Professor Tampoia admirably balances the hard realism of Balibar with the optimism of Habermas and hints the solution is not either or but a dialectical one of both/and. We cannot be naïve and utopical only, but on the other hand we cannot be cynical and nihilistic either. As Dante intimates, sometimes the way down is the way up...

Be that as it may, as Tampoia suggests a neo-federalist movement with common interests and a common heritage remains to be devised for the EU. It is my contention however that the foundation for such a vision rest on a common heritage, that is more spiritual than cultural and more cultural than merely economic, and was in fact envisioned by the founding fathers of the EU and that all that is needed is to re-discover it.
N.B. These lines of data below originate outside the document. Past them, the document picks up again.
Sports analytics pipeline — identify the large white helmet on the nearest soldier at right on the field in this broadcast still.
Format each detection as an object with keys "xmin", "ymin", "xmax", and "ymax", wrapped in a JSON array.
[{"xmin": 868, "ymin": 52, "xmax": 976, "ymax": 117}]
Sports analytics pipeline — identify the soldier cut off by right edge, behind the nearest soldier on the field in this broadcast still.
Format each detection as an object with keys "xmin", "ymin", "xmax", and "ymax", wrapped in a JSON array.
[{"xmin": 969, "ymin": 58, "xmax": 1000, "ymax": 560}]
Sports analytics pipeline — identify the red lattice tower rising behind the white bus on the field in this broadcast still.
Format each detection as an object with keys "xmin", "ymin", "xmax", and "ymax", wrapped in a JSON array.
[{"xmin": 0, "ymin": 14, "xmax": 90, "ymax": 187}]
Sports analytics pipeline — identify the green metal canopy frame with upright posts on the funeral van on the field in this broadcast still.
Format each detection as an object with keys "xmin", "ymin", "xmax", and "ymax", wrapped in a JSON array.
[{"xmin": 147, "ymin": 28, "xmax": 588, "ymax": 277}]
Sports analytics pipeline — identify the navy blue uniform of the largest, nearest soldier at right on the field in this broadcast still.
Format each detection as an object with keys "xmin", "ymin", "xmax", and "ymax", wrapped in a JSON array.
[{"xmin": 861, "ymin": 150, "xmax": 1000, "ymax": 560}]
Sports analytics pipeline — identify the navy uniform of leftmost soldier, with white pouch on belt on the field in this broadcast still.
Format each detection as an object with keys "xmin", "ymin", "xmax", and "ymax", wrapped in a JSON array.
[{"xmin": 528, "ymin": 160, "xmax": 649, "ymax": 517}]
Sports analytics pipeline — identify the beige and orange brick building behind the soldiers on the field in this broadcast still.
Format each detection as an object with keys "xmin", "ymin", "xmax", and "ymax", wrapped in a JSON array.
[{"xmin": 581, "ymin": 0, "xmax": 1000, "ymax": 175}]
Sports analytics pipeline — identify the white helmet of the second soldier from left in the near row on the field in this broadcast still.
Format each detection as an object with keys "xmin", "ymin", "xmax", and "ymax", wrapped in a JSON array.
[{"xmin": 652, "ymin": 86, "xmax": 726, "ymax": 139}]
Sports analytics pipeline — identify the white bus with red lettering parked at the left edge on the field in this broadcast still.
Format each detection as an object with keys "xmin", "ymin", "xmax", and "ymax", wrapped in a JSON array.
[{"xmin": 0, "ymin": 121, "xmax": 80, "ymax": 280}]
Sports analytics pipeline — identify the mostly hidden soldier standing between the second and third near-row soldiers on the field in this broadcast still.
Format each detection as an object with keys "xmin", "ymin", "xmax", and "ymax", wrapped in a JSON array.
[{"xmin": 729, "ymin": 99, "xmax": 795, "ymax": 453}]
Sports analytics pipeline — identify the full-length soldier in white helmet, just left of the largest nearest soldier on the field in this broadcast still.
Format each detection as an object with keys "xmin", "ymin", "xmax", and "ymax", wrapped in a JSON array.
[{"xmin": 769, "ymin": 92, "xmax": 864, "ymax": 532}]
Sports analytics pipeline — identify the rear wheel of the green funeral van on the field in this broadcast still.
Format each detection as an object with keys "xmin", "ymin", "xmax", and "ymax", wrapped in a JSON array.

While I agree that a “rethinking of the institutional and political architecture” of the EU is needed, I also argue that such a rethinking is to be begun at the point of origins of such an architecture.

That may sound Vichian, even Crocean, but so be it. It is about time to consider that those philosopher now viewed as anachronistic by many fellow-philosophers may hold the key to a future European Renaissance. Tampoia is certainly on the right track when he suggests that such a new architectural framework should be “grounded in ethical values,” which comes close to saying that the solution is to be found not in material or economic principles but in spiritual principles. I think Silone had it on target. What we desperately need is “a conspiracy of hope.”

Francesco Tampoia 2012-07-09 23:55:54
Dear Emanuel

Thanks for your overstated words of esteem and the indirect invitation to return to decisive points about the question Europe. The word crisis, which Edmund Husserl used to justify his reflections on Europe, though limited to the European sciences- like so many others between W.W. I and II- surely is not appropriate to describe the impending imminence, the particular tensions and the heavy economic difficulties of today. Luckily, we are not in front of a European war. We are facing an epochal economic and financial crisis. I want only to remember, as Husserl did, that we Europeans, in that Europeans, are called to fulfil a responsibility, that have been bequeathed to us, i.e. to be faithfully responsible for the European memory. By means of the Balibar’reflections, in my article, I have briefly depicted the current economic condition of Europe. That, as you share, is also cultural and spiritual. Hence, the invitation to all Europeans to re-assume the classical idea of responsibility, to refer to the genealogy of European responsibility. It is urgent to re-address the issue of Europe, to rethink of the institutional and political architecture. The way in which the European Union exercises its powers needs to be clarified.
Again, we are at the ethical question.